Learning World Models With Hierarchical Temporal Abstractions: A Probabilistic Perspective
- URL: http://arxiv.org/abs/2404.16078v2
- Date: Fri, 26 Apr 2024 09:54:28 GMT
- Title: Learning World Models With Hierarchical Temporal Abstractions: A Probabilistic Perspective
- Authors: Vaisakh Shaj,
- Abstract summary: Devising formalisms to develop internal world models is a critical research challenge in the domains of artificial intelligence and machine learning.
This thesis identifies several limitations with the prevalent use of state space models as internal world models.
The structure of models in formalisms facilitates exact probabilistic inference using belief propagation, as well as end-to-end learning via backpropagation through time.
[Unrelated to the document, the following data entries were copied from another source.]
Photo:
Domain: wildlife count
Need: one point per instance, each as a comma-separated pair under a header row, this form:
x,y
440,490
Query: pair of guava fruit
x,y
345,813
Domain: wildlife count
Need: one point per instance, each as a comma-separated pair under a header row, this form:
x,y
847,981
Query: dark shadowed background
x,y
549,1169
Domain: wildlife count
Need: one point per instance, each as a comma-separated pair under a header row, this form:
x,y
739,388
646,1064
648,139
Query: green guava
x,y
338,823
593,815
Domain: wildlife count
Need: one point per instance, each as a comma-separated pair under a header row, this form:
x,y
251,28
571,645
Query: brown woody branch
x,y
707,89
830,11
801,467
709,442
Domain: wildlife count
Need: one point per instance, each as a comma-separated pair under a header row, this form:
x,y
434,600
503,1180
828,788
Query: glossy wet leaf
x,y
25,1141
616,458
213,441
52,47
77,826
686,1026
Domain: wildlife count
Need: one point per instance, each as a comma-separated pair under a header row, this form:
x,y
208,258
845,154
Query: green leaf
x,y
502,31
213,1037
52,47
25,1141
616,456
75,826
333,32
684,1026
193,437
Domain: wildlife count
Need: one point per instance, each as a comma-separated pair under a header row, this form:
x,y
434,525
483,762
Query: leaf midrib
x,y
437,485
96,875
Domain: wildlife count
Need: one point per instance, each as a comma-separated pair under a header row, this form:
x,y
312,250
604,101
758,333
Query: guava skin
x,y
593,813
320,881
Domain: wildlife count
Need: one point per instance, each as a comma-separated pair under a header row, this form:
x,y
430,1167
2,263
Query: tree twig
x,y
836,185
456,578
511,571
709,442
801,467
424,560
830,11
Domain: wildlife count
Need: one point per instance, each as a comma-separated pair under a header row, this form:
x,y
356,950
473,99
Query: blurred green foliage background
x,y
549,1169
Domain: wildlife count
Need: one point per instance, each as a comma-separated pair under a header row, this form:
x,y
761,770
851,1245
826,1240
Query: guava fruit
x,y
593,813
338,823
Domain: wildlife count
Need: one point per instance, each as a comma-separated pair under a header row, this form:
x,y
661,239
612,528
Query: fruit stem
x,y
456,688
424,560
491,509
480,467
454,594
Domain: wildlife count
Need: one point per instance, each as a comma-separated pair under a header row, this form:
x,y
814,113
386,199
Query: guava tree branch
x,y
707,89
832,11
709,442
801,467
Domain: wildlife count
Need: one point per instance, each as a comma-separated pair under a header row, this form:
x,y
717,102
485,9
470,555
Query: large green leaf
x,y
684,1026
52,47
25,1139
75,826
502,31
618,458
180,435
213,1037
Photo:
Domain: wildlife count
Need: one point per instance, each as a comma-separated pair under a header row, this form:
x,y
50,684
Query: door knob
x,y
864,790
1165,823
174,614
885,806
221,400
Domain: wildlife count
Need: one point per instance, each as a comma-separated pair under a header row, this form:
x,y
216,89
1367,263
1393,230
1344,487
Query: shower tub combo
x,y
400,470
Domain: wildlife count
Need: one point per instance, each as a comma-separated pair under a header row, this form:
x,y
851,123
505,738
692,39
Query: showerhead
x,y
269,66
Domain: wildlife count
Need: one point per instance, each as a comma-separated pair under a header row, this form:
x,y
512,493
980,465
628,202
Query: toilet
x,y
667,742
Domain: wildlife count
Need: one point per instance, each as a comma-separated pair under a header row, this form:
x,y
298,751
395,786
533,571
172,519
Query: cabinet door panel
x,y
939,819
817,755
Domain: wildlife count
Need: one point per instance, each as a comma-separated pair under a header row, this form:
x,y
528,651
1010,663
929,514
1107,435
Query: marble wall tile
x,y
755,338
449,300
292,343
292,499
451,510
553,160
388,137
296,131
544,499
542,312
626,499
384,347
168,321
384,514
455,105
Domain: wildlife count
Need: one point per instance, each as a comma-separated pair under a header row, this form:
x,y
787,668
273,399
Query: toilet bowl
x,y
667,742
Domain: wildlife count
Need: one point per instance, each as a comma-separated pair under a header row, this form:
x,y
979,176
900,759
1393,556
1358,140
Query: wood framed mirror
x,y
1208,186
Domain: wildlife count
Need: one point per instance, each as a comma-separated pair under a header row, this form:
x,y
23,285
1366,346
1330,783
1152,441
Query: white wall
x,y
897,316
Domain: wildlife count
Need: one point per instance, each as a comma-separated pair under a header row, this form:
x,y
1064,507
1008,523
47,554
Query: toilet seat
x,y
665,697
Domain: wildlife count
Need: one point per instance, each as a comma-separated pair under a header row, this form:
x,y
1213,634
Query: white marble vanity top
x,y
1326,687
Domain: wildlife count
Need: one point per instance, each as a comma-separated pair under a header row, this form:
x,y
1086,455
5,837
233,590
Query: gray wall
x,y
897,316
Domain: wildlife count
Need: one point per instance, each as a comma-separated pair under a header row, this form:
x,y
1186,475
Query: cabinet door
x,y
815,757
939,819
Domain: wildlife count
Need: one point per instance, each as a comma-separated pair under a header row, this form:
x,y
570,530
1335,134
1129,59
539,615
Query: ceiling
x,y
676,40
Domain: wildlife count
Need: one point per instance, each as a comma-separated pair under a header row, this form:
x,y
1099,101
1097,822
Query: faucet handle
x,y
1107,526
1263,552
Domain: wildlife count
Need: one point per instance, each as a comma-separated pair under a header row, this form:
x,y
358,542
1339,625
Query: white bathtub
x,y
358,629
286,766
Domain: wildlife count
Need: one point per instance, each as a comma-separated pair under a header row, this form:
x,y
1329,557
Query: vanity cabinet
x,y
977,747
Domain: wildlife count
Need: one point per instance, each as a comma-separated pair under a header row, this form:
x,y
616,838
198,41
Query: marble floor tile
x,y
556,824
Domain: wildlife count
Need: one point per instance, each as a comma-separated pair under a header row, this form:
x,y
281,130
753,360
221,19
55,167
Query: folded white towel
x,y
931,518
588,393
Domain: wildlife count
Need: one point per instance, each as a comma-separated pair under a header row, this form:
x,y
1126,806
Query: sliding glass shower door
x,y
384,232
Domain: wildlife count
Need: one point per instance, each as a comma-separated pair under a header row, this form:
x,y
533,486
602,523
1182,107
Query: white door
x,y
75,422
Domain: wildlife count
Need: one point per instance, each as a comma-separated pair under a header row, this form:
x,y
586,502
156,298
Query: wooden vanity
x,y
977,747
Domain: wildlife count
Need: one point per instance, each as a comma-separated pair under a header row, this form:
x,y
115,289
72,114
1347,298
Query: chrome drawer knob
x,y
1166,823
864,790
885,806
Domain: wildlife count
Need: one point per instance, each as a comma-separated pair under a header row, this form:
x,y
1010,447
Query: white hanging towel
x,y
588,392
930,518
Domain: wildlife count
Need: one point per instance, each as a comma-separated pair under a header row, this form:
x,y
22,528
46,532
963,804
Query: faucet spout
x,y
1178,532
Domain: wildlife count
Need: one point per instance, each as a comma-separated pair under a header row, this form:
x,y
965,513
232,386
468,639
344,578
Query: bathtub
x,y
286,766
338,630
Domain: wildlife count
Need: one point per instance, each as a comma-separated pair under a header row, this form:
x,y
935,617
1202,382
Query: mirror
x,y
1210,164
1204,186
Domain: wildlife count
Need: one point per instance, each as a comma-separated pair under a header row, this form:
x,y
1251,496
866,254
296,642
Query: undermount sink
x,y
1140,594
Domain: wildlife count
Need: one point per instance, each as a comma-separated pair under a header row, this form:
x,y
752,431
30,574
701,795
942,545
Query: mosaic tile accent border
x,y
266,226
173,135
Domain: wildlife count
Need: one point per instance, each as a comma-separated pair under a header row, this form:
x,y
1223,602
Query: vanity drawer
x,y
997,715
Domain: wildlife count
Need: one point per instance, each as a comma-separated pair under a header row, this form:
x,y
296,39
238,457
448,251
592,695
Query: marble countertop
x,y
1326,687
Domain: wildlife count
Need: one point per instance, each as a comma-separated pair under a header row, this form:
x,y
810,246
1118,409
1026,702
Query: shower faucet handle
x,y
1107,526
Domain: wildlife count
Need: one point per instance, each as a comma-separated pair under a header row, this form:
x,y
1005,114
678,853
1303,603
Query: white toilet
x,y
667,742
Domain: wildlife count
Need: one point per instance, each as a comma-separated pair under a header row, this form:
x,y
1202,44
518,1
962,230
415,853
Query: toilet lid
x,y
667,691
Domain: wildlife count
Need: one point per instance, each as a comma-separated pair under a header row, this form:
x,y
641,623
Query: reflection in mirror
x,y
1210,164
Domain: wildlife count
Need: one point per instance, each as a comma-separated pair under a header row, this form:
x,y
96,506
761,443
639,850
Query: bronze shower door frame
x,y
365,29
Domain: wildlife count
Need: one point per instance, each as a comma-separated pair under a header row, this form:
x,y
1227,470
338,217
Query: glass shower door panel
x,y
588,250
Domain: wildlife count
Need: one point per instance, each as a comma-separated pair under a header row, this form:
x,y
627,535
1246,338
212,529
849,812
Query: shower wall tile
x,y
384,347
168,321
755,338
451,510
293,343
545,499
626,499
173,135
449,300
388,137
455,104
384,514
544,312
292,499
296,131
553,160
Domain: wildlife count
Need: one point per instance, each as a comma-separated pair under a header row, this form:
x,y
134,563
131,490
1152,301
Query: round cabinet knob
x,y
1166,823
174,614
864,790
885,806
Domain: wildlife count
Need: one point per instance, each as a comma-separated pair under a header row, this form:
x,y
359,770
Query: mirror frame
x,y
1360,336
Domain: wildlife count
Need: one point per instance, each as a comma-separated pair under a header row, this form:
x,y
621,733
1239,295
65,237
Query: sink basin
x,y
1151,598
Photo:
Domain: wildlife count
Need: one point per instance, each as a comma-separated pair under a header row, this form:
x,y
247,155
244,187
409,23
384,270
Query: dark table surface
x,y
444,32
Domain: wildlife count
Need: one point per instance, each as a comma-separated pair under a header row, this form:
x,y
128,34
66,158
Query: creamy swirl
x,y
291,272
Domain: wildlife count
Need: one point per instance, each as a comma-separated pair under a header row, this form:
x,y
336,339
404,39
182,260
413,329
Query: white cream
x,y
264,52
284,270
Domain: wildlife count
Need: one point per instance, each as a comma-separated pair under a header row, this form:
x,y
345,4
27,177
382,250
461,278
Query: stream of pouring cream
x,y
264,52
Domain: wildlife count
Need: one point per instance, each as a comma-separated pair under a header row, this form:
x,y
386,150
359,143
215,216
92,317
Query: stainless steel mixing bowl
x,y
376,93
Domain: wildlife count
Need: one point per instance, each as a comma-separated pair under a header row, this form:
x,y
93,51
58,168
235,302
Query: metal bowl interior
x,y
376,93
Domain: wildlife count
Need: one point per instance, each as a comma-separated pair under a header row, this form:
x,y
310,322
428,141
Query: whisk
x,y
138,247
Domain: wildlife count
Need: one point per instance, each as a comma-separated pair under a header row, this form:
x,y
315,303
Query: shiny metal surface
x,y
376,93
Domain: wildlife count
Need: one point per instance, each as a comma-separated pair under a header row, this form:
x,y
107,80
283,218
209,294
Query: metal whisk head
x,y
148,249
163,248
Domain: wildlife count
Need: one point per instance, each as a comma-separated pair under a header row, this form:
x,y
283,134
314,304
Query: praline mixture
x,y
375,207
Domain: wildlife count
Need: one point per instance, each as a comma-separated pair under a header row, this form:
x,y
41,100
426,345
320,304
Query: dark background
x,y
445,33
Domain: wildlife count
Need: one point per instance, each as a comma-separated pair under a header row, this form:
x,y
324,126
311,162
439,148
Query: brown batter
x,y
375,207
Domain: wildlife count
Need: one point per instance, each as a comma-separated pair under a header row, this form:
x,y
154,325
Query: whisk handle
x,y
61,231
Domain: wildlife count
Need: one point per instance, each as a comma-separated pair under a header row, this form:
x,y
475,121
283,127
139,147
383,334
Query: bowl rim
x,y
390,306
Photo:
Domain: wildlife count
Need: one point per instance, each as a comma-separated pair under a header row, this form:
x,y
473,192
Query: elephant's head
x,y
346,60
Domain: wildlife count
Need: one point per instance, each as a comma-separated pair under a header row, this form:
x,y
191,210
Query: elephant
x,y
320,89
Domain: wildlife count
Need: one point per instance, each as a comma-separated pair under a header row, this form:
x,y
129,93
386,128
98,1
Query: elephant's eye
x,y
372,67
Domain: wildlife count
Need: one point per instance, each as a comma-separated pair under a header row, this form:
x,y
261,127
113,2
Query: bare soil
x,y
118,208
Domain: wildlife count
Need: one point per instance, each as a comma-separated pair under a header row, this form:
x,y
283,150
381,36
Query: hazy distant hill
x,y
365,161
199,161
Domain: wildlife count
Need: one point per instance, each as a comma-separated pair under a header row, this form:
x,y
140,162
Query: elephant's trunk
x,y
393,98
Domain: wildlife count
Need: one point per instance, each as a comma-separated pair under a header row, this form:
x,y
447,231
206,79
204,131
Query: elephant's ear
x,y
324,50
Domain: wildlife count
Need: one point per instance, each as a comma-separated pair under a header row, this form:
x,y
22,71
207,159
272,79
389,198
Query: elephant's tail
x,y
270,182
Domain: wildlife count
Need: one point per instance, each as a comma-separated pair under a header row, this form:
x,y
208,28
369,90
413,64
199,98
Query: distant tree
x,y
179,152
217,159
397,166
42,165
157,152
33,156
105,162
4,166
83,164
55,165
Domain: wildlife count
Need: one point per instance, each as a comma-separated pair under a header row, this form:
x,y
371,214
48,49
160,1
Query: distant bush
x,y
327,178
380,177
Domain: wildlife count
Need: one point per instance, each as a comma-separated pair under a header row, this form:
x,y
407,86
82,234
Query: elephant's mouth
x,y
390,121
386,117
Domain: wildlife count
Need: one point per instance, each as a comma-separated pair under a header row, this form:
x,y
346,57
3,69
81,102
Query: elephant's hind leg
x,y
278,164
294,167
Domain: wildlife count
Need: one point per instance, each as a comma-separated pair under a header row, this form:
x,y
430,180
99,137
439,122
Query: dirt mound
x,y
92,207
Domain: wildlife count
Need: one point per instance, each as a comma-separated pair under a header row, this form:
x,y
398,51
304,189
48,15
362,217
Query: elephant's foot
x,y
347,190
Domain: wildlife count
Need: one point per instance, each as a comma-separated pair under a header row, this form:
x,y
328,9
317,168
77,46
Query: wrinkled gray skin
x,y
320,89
These formalisms integrate the concept of uncertainty in world states, thus improving the system's capacity to emulate the nature of the real world and quantify the confidence in its predictions.
- Score: 2.61072980439312
- License: http://creativecommons.org/licenses/by-sa/4.0/
- Abstract: Machines that can replicate human intelligence with type 2 reasoning capabilities should be able to reason at multiple levels of spatio-temporal abstractions and scales using internal world models. Devising formalisms to develop such internal world models, which accurately reflect the causal hierarchies inherent in the dynamics of the real world, is a critical research challenge in the domains of artificial intelligence and machine learning. This thesis identifies several limitations with the prevalent use of state space models (SSMs) as internal world models and propose two new probabilistic formalisms namely Hidden-Parameter SSMs and Multi-Time Scale SSMs to address these drawbacks. The structure of graphical models in both formalisms facilitates scalable exact probabilistic inference using belief propagation, as well as end-to-end learning via backpropagation through time. This approach permits the development of scalable, adaptive hierarchical world models capable of representing nonstationary dynamics across multiple temporal abstractions and scales. Moreover, these probabilistic formalisms integrate the concept of uncertainty in world states, thus improving the system's capacity to emulate the stochastic nature of the real world and quantify the confidence in its predictions. The thesis also discuss how these formalisms are in line with related neuroscience literature on Bayesian brain hypothesis and predicitive processing. Our experiments on various real and simulated robots demonstrate that our formalisms can match and in many cases exceed the performance of contemporary transformer variants in making long-range future predictions. We conclude the thesis by reflecting on the limitations of our current models and suggesting directions for future research.